La Importancia de la Brújula en el Camino Espiritual
El alma y Satanás a menudo se acercan para desviar al hombre del camino recto, disfrazándose de bondad y adoración. Distinguir si una sensación, un pensamiento o un acto realmente proviene de Allah, o de Satanás o del alma, es uno de los procesos más desafiantes del sufismo. Abdülkadir Geylânî (que Allah lo apruebe) enfatiza que la única balanza inamovible para proteger al siervo de estos peligros es la Revelación Divina y la Sunna Profética. Ordena que cada paso dado, cada inspiración que surge en el corazón, debe pasar por la aprobación de estos dos testigos justos, diciendo: “Encuentra dos testigos para todo lo que comes y bebes; uno sea el libro y el otro la sunna.” Ningún “estado espiritual” o “inspiración” que no se ajuste a la Sharia (Corán y Sunna) puede ser real; de lo contrario, es una desviación.
Evitar los Hevas y las Bid’ahs
Aquellos que colocan su propia razón, sus placeres personales o sus hevas por encima de la religión sufrirán una gran pérdida. Hazrat Geylânî traza un límite muy claro diciendo: “Sigue lo que el Profeta trajo, es decir, el Corán y la Sunna, porque quien los abandone se convierte en hereje.” Aquellos que confunden bid’ahs (formas de adoración inventadas posteriormente) con espiritualidad son, en realidad, juguetes de Satanás. Ya sea un creyente común o un gran wali, todos están absolutamente sujetos a la sharia de Allah. Un derviche auténtico es aquel que sigue los pasos del Profeta Muhammad (que la paz y las bendiciones sean sobre él), paso a paso, comiendo como Él y esforzándose por tener su moral.

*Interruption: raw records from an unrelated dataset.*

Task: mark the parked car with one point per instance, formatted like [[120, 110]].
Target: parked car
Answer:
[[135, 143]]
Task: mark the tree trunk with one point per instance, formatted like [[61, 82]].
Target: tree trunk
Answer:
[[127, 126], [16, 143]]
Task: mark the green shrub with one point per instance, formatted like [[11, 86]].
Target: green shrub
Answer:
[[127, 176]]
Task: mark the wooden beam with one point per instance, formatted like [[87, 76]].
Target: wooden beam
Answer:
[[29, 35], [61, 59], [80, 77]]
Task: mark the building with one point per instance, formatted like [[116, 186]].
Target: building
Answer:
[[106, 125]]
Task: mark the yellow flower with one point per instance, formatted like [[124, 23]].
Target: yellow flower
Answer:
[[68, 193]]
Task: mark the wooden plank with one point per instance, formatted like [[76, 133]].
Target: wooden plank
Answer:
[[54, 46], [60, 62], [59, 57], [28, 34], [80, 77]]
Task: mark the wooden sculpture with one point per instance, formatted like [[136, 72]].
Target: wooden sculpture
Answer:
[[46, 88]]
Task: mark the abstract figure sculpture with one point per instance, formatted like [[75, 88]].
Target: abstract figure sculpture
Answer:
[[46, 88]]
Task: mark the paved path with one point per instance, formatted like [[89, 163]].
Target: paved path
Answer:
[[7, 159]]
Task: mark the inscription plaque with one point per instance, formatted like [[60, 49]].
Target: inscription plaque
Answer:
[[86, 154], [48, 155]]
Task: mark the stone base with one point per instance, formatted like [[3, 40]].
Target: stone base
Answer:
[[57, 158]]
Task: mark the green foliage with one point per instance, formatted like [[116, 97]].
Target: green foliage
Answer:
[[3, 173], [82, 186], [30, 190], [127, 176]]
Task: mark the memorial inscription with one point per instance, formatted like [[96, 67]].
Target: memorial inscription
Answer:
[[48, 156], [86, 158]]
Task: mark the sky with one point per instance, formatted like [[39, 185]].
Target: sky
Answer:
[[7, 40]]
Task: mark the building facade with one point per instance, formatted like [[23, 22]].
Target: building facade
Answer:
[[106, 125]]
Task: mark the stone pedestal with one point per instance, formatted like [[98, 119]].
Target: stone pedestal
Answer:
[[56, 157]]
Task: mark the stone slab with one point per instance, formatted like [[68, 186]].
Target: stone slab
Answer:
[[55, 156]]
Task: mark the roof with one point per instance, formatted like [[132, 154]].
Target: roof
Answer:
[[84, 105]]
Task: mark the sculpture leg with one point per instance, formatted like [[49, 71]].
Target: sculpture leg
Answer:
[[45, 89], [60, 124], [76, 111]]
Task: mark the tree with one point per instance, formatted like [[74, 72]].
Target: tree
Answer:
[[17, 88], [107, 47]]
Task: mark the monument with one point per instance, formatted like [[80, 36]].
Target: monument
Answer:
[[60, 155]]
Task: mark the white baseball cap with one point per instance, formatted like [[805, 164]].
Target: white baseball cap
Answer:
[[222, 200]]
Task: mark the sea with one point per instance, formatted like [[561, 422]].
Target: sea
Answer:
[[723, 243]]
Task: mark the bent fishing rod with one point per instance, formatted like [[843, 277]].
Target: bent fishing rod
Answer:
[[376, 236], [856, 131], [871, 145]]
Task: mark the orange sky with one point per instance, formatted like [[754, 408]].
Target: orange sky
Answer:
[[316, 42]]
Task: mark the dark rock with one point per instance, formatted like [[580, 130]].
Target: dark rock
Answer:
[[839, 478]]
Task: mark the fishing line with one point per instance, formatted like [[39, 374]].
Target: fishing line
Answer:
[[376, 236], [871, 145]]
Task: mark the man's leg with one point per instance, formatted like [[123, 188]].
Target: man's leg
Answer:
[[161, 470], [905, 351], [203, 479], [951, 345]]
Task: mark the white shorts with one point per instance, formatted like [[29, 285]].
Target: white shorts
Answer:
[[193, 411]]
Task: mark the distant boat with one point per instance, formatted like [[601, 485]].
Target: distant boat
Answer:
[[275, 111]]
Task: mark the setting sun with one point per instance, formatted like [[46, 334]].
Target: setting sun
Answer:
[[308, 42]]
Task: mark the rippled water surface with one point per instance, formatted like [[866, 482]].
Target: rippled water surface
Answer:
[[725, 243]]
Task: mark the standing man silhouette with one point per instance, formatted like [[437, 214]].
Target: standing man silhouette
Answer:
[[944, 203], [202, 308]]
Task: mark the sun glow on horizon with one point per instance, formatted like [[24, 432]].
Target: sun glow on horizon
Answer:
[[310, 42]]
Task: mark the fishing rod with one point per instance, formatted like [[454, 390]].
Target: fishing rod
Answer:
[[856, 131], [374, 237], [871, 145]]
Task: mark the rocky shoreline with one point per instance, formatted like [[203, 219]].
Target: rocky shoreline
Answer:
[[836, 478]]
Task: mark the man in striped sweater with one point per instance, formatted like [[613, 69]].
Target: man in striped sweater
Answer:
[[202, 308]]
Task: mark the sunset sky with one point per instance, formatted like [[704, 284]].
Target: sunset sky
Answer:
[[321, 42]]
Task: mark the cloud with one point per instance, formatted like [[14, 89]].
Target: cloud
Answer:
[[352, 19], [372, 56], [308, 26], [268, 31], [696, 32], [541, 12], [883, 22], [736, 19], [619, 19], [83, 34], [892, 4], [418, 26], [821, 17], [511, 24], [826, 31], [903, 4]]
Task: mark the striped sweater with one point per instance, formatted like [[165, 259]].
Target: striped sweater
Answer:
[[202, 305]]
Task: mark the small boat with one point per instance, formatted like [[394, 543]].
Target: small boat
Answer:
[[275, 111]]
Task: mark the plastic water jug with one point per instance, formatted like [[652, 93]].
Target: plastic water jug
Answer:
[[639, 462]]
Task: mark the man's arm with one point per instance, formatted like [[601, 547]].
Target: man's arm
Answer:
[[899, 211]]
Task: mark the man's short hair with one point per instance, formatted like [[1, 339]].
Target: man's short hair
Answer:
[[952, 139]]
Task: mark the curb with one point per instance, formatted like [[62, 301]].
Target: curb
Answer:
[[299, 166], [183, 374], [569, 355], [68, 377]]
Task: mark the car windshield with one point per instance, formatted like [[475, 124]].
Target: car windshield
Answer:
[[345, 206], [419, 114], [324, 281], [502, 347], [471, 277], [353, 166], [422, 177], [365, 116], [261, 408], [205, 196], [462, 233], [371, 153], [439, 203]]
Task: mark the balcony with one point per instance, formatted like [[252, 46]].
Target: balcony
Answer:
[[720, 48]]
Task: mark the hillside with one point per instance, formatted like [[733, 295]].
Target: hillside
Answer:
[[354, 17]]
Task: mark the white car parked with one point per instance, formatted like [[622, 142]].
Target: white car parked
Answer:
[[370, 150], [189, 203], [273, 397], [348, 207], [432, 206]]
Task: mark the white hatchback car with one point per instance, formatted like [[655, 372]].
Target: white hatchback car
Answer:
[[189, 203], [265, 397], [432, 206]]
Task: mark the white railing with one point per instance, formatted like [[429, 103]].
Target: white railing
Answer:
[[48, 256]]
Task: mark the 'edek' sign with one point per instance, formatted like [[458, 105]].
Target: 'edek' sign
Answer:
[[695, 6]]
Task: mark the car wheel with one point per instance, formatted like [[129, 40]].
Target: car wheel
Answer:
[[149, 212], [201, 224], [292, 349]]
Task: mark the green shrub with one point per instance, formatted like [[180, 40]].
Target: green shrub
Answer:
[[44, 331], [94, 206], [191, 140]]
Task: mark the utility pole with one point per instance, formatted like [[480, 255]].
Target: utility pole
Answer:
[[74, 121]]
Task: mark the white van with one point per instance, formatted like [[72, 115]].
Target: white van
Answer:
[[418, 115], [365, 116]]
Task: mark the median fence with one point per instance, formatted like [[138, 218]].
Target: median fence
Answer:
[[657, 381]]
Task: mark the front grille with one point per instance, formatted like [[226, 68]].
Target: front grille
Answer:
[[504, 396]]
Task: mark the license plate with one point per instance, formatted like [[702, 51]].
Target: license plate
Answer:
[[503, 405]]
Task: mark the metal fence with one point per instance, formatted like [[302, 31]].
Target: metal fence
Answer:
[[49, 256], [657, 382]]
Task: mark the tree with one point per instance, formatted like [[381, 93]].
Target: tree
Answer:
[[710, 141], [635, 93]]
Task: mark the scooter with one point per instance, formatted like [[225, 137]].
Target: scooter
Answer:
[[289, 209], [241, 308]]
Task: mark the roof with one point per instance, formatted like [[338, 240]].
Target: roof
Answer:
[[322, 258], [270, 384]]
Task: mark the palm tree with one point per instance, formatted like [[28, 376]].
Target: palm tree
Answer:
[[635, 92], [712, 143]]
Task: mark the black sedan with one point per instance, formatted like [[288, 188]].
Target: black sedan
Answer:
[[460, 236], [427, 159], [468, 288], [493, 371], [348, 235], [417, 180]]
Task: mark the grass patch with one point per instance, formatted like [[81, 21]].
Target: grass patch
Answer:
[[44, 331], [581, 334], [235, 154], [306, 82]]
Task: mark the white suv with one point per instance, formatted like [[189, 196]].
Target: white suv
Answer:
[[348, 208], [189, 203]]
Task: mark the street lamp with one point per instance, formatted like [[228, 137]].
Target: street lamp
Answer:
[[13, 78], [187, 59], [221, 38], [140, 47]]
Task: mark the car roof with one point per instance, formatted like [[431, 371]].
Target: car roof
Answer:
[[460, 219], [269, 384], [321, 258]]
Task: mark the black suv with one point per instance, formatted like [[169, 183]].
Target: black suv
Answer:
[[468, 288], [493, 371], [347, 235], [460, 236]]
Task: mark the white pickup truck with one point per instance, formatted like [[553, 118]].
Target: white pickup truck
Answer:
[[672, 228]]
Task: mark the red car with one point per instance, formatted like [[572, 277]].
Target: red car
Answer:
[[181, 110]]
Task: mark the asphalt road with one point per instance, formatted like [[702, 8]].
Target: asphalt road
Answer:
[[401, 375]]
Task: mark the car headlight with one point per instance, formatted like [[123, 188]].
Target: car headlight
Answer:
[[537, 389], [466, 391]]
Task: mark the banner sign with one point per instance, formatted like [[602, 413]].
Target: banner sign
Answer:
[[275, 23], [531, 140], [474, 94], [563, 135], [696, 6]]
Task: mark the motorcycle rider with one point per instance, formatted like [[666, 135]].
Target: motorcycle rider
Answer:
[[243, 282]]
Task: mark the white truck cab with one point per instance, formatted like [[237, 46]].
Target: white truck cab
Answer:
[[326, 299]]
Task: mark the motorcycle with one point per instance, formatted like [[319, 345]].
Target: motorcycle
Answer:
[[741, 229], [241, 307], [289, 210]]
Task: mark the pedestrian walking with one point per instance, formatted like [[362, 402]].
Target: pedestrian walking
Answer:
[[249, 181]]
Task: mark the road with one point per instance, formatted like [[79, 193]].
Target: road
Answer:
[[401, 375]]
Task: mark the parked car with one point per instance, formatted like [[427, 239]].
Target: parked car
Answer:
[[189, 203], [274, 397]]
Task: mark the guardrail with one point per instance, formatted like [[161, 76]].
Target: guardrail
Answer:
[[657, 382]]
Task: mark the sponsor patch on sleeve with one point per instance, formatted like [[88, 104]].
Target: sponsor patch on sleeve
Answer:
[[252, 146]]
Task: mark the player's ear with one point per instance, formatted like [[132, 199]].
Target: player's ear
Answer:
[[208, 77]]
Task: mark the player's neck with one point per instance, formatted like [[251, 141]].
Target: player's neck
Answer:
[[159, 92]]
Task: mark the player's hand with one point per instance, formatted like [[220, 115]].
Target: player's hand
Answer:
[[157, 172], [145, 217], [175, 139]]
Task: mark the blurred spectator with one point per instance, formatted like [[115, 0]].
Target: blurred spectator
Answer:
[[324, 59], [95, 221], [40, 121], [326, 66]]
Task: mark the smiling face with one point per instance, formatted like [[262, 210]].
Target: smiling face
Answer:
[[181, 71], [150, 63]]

Los Secretos de la Verdad Protegidos por la Sharia
A veces, los viajeros del camino espiritual se engañan con ciertos descubrimientos e inspiraciones que han obtenido y caen en el descuido de abandonar las oraciones o reglas aparentes (ibaha). Sin embargo, Geylânî (que Allah lo apruebe) expresa que los límites de la sharia son una armadura que protege la esencia de la verdad. Cuando un creyente tiene una sensación en su mundo interior, primero debe consultar el Corán y la Sunna; si ellos lo aprueban, debe mirar a la fatwa de su corazón y, finalmente, buscar el agrado de Allah. Un siervo que se da cuenta de que ningún caso será aceptado en el tribunal espiritual sin “dos testigos” (el Libro y la Sunna) avanza con seguridad y claridad hacia su Señor sin vacilar.